Où as-tu été la plus forte cette année ? 

Je pense que j’ai progressé sur le plan physique. C’était la première année depuis 3 ans où j’ai eu le droit de bosser mes épaules en musculation. J’ai progressé aussi sur le plan mental : j’ai clairement pris de la confiance. Gagner des courses, ça te fait progresser moralement. Finalement, je pense que j’ai progressé partout, physiquement, mentalement et sur le plan technique notamment grâce aux stages avec les garçons où j’ai pu m’arracher.

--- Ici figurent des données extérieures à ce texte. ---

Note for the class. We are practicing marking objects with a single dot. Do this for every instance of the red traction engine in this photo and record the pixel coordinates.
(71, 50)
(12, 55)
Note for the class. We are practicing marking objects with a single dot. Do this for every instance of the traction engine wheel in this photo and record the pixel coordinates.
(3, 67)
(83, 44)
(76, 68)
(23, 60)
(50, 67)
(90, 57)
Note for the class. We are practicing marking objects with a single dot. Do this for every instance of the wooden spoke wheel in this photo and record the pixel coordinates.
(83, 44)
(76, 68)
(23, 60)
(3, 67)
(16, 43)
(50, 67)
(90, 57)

Que dois-tu bosser cet hiver ? 

Clairement, je dois arrêter de me prendre la tête avec ces sauts où je me suis blessée. Physiquement, je ne suis pas encore au top non plus donc il reste du boulot même si physiologiquement, c’est certain que Rachel Atherton ou Miranda Miller ont une autre carrure, elles sont bien plus costauds que moi.

Comment as-tu perçu la blessure de Rachel Atherton à Fort William ? Est-ce que ça a déclenché quelque chose chez les filles qui courent en Coupe du Monde ? 

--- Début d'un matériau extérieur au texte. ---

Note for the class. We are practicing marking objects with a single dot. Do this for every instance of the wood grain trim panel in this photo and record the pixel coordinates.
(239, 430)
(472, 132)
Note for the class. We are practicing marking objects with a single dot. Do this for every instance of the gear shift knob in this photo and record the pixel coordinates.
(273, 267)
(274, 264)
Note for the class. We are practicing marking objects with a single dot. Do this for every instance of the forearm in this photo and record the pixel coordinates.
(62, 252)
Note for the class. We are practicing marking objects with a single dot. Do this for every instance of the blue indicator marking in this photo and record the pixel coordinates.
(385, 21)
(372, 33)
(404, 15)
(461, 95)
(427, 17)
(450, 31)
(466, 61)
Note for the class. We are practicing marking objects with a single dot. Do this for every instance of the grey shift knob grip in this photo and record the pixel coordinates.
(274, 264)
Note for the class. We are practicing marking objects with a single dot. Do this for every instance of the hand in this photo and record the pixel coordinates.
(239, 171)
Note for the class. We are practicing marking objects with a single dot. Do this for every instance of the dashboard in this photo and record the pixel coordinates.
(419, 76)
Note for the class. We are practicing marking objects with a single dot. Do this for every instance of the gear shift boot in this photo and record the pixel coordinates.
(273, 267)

Rachel était vraiment forte mais à Lourdes, alors qu’elle n’était pas encore blessée, elle n’avait plus le même écart que l’année passée. À la qualification de Fort William, toutes les filles sont tombées, sauf Rachel qui gagne les qualifications avec 20 secondes d’avance. Elle était encore sur un nuage mais le jour de la finale, elle tombe et se fait mal. En son absence, on se disait : «J’ai gagné parce que Rachel n’était pas là », du coup, on était contentes qu’elle revienne. C’était important pour tout le monde. Elle est revenue plutôt en forme puisqu’elle finit à Lenzerheide dans la même seconde que moi.

Il est toutefois vrai que sa blessure a relancé le challenge chez les filles. Pour 2018, il est toujours très difficile de prédire des résultats. Mais je pense que ça va continuer à se batailler. Il est complètement possible qu’elle surdomine toute la discipline mais j’ai plus l’impression que la course à la gagne va continuer…

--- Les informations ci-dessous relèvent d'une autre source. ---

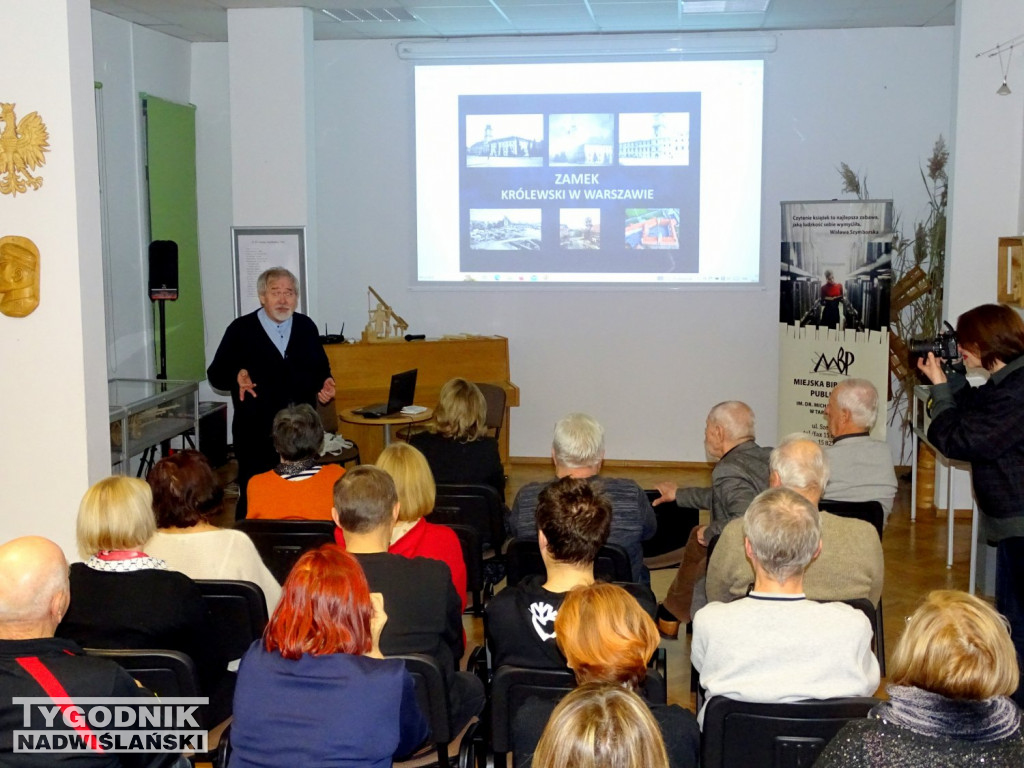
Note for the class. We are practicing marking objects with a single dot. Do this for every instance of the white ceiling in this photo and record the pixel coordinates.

Que penses-tu de la diminution par l’UCI du nombre de filles pouvant concourir en finale de Coupe du Monde ? Penses-tu que c’est une bonne chose d’écarter certaines filles qui n’auraient pas leur place sur le circuit ? 

Pour moi, il faut laisser la place à toutes les filles. Ca n’embête personne qu’il y ait vingt qualifiées au lieu de quinze avec les nouvelles règles. C’est simplement qu’ils aspirent à ce que le sport devienne de plus en plus élitiste. C’est peut-être vrai qu’après le top 15, le niveau paraît un peu plus amateur mais les filles se donnent à fond, se surpassent et elles méritent  complètement leur place en Coupe du Monde.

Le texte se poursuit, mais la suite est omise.